Pertama, ihsan berarti yang terbaik dari yang dapat dilakukan. Dengan makna pertama ini, maka pengertian ihsan sama dengan itqan. Pesan yang dikandungnya ialah agar setiap muslim mempunyai komitmen terhadap dirinya untuk berbuat yang terbaik dalam segala hal yang ia kerjakan. Sebagaimana dinyatakan dalam sebuah hadits Nabi SAW Adalah suatu kerugian jika prestasi kerja hari ini menurun dari hari kemarin. 4. Al-Mujahadah (Kerja Keras dan Optimal) Dalam banyak ayatnya, Al-Quran meletakkan kulaitas mujahadah dalam bekerja pada konteks manfaatnya, yaitu untuk kebaikan manusia sendiri, dan agar nilai guna dari hasil kerjanya semakin bertambah. (Ali Imran: 142, al-Maidah: 35, al-Hajj: 77, al-Furqan: 25, dan alAnkabut: 69). Bermujahadah atau bekerja dengan semangat jihad (ruhul jihad) menjadi kewajiban setiap muslim dalam rangka tawakkal sebelum menyerahkan (tafwidh) hasil akhirnya pada keputusan Allah (Ali Imran: 159, Hud: 133). 5. Tanafus dan Taawun (Berkompetisi dan Tolong-menolong) Al-Quran dalam beberapa ayatnya menyerukan persaingan dalam kualitas amal solih. Pesan persaingan ini kita dapati dalam beberapa ungkapan Qurani yang bersifat amar atau perintah. Ada perintah fastabiqul khairat (maka, berlomba-lombalah kamu sekalian dalam kebaikan) (AlBaqarah: 108). Begitu pula perintah Wasariu ilaa magfirain min Rabbikum wajannah `Bersegeralah lamu sekalian menuju ampunan Rabbmu dan surga` . Jalannya adalah melalui kekuatan infaq, pengendalian emosi, pemberian maaf, berbuat kebajikan, dan bersegera bertaubat kepada Allah (Ali Imran 133-135). Kita dapati pula dalam ungkapan tanafus untuk menjadi hamba yang gemar berbuat kebajikan, sehingga berhak mendapatkan surga, tempat segala kenikmatan (Al-Muthaffifin: 22-26). Dinyatakan pula dalam konteks persaingan dan ketaqwaan, sebab yang paling mulia dalam pandangan Allah adalah insan yang paling taqwa (AlHujurat: 13). Semua ini menyuratkan dan menyiratkan etos persaingan dalam kualitas kerja.

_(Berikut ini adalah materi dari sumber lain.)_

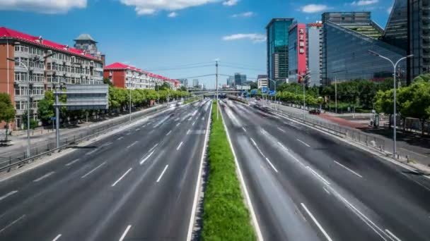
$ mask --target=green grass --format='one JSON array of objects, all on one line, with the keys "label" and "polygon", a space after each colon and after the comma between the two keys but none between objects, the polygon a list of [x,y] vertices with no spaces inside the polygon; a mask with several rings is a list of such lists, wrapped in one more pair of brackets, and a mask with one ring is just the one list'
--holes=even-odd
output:
[{"label": "green grass", "polygon": [[208,147],[209,173],[204,192],[202,240],[256,240],[236,175],[234,156],[216,104]]}]

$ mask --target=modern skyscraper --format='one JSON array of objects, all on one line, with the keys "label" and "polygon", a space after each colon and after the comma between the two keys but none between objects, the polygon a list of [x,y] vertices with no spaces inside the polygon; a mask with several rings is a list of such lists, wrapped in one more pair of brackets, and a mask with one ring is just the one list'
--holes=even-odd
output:
[{"label": "modern skyscraper", "polygon": [[414,56],[407,60],[407,82],[430,71],[430,1],[395,0],[384,41]]},{"label": "modern skyscraper", "polygon": [[246,82],[246,75],[241,75],[240,73],[234,74],[234,85],[242,85]]},{"label": "modern skyscraper", "polygon": [[308,23],[306,27],[306,40],[308,42],[306,44],[308,47],[306,59],[307,66],[310,73],[309,86],[320,86],[321,85],[320,69],[322,65],[320,35],[322,24],[321,22]]},{"label": "modern skyscraper", "polygon": [[289,81],[302,82],[306,74],[306,25],[294,23],[289,32]]},{"label": "modern skyscraper", "polygon": [[[293,18],[274,18],[266,27],[267,32],[267,75],[272,80],[289,76],[288,38]],[[280,84],[281,81],[278,82]],[[271,87],[272,84],[269,83]]]},{"label": "modern skyscraper", "polygon": [[[404,49],[382,40],[383,30],[371,20],[370,12],[322,14],[322,84],[367,79],[381,81],[393,77],[393,66],[370,54],[368,50],[390,58],[406,55]],[[405,70],[406,62],[400,68]],[[405,76],[400,76],[400,80]]]}]

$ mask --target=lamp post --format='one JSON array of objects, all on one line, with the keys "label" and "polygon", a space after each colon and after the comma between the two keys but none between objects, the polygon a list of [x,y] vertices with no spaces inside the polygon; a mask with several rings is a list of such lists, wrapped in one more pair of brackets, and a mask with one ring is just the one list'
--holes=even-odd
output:
[{"label": "lamp post", "polygon": [[395,102],[395,98],[396,98],[396,97],[395,97],[395,94],[396,94],[395,77],[396,77],[396,76],[395,76],[395,69],[397,68],[397,65],[399,64],[399,63],[400,63],[400,61],[402,61],[402,60],[404,60],[404,59],[406,59],[406,58],[407,58],[412,57],[414,55],[413,55],[413,54],[409,54],[409,55],[408,55],[408,56],[405,56],[405,57],[400,58],[400,59],[399,59],[399,60],[398,60],[398,61],[397,61],[397,62],[395,63],[394,63],[394,61],[392,61],[391,59],[390,59],[390,58],[387,58],[387,57],[385,57],[385,56],[382,56],[382,55],[380,55],[380,54],[378,54],[378,53],[376,53],[376,52],[374,52],[374,51],[371,51],[371,50],[368,50],[368,51],[369,51],[371,54],[373,54],[373,55],[375,55],[375,56],[378,56],[378,57],[382,58],[383,58],[383,59],[385,59],[385,60],[387,60],[387,61],[390,61],[390,63],[391,63],[391,64],[393,65],[393,69],[394,69],[394,71],[393,72],[393,76],[394,77],[394,81],[393,81],[393,83],[394,83],[394,92],[393,92],[393,96],[394,96],[394,104],[393,104],[393,115],[394,115],[394,118],[393,118],[393,119],[394,119],[394,120],[393,120],[394,130],[393,130],[393,156],[395,158],[395,156],[396,156],[396,154],[397,154],[397,149],[396,149],[396,131],[397,131],[397,124],[396,124],[396,116],[396,116],[396,102]]},{"label": "lamp post", "polygon": [[303,121],[306,119],[306,116],[305,116],[305,111],[306,109],[306,99],[305,99],[305,79],[306,78],[309,78],[309,76],[310,75],[310,73],[308,73],[307,74],[302,75],[299,75],[299,74],[296,74],[297,75],[297,76],[301,78],[302,79],[302,82],[303,83]]},{"label": "lamp post", "polygon": [[273,82],[273,84],[274,85],[274,104],[275,104],[274,106],[275,106],[275,109],[277,110],[278,106],[277,106],[277,84],[278,81],[281,81],[281,80],[284,80],[281,79],[281,80],[274,80],[269,78],[267,78],[267,80],[272,81]]},{"label": "lamp post", "polygon": [[23,62],[18,61],[18,60],[16,60],[15,58],[6,58],[6,59],[8,61],[19,63],[19,64],[23,66],[27,70],[27,157],[28,158],[30,157],[30,156],[31,155],[30,142],[30,67],[32,65],[34,65],[34,63],[35,63],[37,62],[45,61],[47,58],[49,58],[54,54],[51,53],[51,54],[42,57],[42,58],[37,58],[35,57],[31,61],[29,59],[28,65],[25,65]]}]

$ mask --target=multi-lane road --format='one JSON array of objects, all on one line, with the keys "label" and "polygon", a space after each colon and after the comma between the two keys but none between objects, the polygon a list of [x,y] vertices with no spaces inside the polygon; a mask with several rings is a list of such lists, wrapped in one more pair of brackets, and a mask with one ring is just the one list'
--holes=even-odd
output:
[{"label": "multi-lane road", "polygon": [[0,240],[185,240],[210,101],[0,182]]},{"label": "multi-lane road", "polygon": [[237,102],[222,115],[265,240],[429,240],[430,180]]}]

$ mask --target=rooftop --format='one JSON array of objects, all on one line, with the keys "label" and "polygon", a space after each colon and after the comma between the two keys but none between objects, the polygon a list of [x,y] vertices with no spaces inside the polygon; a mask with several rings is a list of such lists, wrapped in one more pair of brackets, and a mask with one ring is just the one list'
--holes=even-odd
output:
[{"label": "rooftop", "polygon": [[0,39],[2,38],[15,39],[16,40],[23,41],[32,44],[42,46],[52,50],[57,50],[74,55],[78,55],[82,57],[86,57],[93,60],[98,60],[97,58],[95,58],[90,54],[85,54],[84,51],[81,50],[71,48],[69,47],[69,45],[57,44],[50,40],[44,39],[41,36],[32,36],[4,27],[0,27]]},{"label": "rooftop", "polygon": [[124,63],[114,63],[112,64],[110,64],[107,66],[105,66],[105,68],[103,68],[105,70],[131,70],[133,71],[136,71],[136,72],[139,72],[139,73],[144,73],[148,75],[149,76],[151,77],[154,77],[154,78],[157,78],[163,80],[166,80],[166,81],[170,81],[170,82],[173,82],[174,83],[180,83],[180,82],[177,80],[173,80],[170,78],[168,78],[167,77],[164,77],[164,76],[161,76],[161,75],[158,75],[152,73],[149,73],[149,72],[146,72],[144,71],[140,68],[132,66],[129,66]]}]

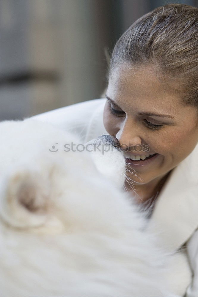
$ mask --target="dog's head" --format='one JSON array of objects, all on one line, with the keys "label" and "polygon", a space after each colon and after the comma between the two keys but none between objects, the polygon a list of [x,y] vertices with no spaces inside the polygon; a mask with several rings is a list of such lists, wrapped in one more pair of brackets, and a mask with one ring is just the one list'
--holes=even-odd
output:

Secara teoritis, Kaum Muslimin mempunyai etos kerja yang demikian kuat dan mendasar, karena ia bermuara pada iman, berhubungan langsung dengan kekuatan Allah, dan merupakan persoalanm hidup dan mati. Akan tetapi, tidak diingkari kalau kenyataannya masih jauh panggang dari pada api. Sebaliknya, Kaum Muslimin belum tahu kalau mereka itu mempunyai kekuatan etos kerja yang sangat dahsyat, dan ketika mereka melihat prestasi suatu bangsa atau umat lain, sebagian orang Islam salut dan terpana dengan etos kerja mereka, dan kadang sambil bertanya dengan agak sinis: Adakah etos kerja dalam Islam? Maka, di sinilah Kaum Muslimin harus kembali kepada Islam secara benar dan mengambil semangat atau apinya. Karena, sebagaimana sabda Rasulullah saw, Islam adalah pangkal segala urusan hidup, tiang pancangnya shalat, dan ujung tombaknya adalah jihad. (H.R.Thabrani). Dengan ruhul jihad, setiap muslim akan mampu mengukir prestasi dengan penuh kegairahan, kemudian secara pasti akan mengembalikan izzah atau harga dirinya, sehingga disegani oleh umat lain. Sebab, kemuliaan dan gensi itu adalah milik Allah, rasul-Nya, serta orang-orang beriman (AlMunafiqun: 8 ). Tanpa semangat jihad, mereka takkan lebih dari sekedar umat ritual yang nampak sholeh, tetapi tanpa gengsi, bahkan boleh jadi inferior terhadap umat atau bangsa lain. Profil seorang muslim adalah insan yang ramah, tetapi bukan lemah; serius, tetapi familiar dan tidak kaku; perhitungan, tetapi bukan pelit; penyantun, tetapi mengajak bertanggung jawab; disipilin, tetapi pengertian, mendidik, dan mengayomi; kreatif dan enerjik, tetapi hanya untuk kebaikan; selalu memikirkan prestasi, tetapi bukan untuk dirinya sendiri. Kesenangannya adalah meminta maaf dan memberi bantuan dan kepandaiannya adalah dalam rangka mengakui karunia Allah dan menghargai jasa atau prestasi orang lain. Shalawat serta salam semoga tercurah kepada junjungan alam, Nabi Muhammad SAW., Keluarga, Sahabat, serta para Mujahidin di segala bidang sepanjang zaman. Berkat prestasi kerja mereka itulah, peta kejayaan

ummat dapat diukurkan. Semoga kita mampu bergabung dalam barisan mereka. Amiiin.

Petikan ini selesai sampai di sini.